Demystifying the economy | How to prepare for a recession?

Every Saturday, one of our journalists answers, in the company of experts, one of your questions on the economy, finances, markets, etc.

Posted at 7:00 a.m.

Stephanie Berube

Stephanie Berube
The Press

I’m 40 years old. I have never experienced a recession as a householder. Not even as an adult — except maybe for the short jitters of 2008! I see the recession as a big black cloud hovering over our heads. The reality is that I have no idea what it encompasses. What can we expect in terms of duration? How do you prepare for a recession?

Anne, Rigaud

There is much talk of a likely recession in Canada for next year. This week, Federal Finance Minister Chrystia Freeland, without saying the word beginning with an R, warned us that the coming months were going to be demanding for Canadians.

But how demanding?

This varies greatly from one person to another, depending on our situation, explains Stephen Gordon, director of the economics department at Laval University.

A good part of the population will go through the recession, if there were to be one, with enough ease, he explains. Especially since the inflationary wind is already preparing us for the storm.

To better understand, simply remember that a recession is a decline in the economy, technically for two consecutive quarters. Several signals measure this slowdown, including a rise in the unemployment rate.

Who says loss of jobs says reduction in consumption. If we buy less, economic activity inevitably slows down and the profitability of certain companies will be reduced, even compromised.

This gloom typically lasts 12 to 18 months, Stephen Gordon explains, although the early 1980s saw a longer recession.

“A recession is not pleasant,” nevertheless warns the Université Laval professor, who nevertheless specifies that slowdowns are not only negative, particularly in an unbalanced job market as is currently the case.

Normally, a recession is marked by an increase in unemployment. Currently, we are in a situation of labor shortage. So for now, we’re talking about reducing vacancies.

Stephen Gordon, director of the economics department at Laval University

If employers advertise fewer jobs, inevitably those who are unemployed will have more difficulty finding work.
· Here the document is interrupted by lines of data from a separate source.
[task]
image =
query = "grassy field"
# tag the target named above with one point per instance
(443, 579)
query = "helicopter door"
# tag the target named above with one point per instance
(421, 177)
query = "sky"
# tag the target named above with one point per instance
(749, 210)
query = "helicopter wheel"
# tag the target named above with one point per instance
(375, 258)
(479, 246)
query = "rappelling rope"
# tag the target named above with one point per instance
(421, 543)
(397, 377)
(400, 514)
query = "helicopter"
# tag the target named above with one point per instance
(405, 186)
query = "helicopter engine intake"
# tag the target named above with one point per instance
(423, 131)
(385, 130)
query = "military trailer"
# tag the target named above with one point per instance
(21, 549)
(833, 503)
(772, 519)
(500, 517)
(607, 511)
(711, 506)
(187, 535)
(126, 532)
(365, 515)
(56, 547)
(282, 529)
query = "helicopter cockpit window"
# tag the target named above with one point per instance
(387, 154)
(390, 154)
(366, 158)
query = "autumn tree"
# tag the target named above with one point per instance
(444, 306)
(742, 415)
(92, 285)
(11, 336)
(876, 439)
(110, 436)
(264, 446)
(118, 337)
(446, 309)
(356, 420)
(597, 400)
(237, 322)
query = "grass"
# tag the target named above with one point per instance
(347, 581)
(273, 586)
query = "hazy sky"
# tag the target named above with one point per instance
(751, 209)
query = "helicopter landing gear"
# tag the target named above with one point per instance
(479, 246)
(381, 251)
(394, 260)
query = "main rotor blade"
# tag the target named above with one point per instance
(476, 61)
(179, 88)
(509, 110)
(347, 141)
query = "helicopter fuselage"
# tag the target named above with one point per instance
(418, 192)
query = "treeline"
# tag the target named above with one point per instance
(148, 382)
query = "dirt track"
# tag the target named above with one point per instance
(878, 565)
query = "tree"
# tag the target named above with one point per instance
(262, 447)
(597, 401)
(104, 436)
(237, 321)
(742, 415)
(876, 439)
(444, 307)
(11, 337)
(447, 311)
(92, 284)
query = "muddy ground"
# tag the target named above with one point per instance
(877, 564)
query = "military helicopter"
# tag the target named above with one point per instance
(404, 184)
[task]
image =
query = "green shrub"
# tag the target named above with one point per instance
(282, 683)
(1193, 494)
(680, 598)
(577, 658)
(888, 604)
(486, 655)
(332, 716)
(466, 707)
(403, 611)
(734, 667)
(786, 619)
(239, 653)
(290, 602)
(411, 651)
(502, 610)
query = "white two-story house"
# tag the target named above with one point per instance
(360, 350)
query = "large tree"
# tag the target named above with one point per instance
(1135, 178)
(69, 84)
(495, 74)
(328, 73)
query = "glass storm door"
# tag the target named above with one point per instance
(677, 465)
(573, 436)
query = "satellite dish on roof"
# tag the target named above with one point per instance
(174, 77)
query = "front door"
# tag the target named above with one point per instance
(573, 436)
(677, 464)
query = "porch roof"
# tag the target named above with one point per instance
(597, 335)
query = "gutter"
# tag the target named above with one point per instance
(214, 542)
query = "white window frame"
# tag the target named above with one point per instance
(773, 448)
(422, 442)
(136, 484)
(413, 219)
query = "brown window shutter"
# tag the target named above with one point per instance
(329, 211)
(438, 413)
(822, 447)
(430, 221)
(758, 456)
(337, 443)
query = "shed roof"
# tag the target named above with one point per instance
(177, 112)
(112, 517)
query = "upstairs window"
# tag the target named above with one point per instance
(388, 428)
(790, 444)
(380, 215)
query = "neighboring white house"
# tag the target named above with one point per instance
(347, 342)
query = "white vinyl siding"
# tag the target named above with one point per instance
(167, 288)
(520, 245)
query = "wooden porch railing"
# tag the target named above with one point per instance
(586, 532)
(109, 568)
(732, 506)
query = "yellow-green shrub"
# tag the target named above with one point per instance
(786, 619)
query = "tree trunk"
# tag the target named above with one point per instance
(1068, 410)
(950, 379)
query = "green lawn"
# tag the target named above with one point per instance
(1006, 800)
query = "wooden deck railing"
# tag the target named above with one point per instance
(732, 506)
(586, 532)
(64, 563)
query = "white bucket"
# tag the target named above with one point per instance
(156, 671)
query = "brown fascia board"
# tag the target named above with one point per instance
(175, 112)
Caution is therefore in order for everyone, as of now, when it comes to managing our personal finances.

It is better to assess your means before embarking on an expensive project, renovation or travel, during a recession.

Such a period is also critical for young people who want to enter the labor market.

“It’s really difficult during a recession for someone who wants to find their first job”, explains Stephen Gordon, who specifies that starting his professional life with less good conditions leaves traces long after this departure.

For the general population, however, the storm will have less impact, if any, despite the rise in interest rates and prices, says Stephen Gordon.

“Yes, he says, if you have to renew your mortgage, it’s problematic. »

In fact, this pressure on our personal finances is already well underway, with inflation reducing the discretionary budget for many people and forcing a review of compressible expenses, such as food.

This has led many people to review the budget and assess where the money is going now with the new food and rent prices.

If it hasn’t already been done, it should be at the top of his list of priorities.

Personal finance specialists also advise those who have debt to make a realistic repayment plan or to review the current one, with this new situation. We start with payments that have very high interest rates.

The savings made there may be used to save to create or improve an emergency fund.

Two months away from Christmas, it might be time to cut back on some expense items: why not try these anti-waste apps that really save on the grocery cart, if that suits your lifestyle?

Why not opt ​​for free outings for a few months? There are many before the holidays, everywhere in Quebec.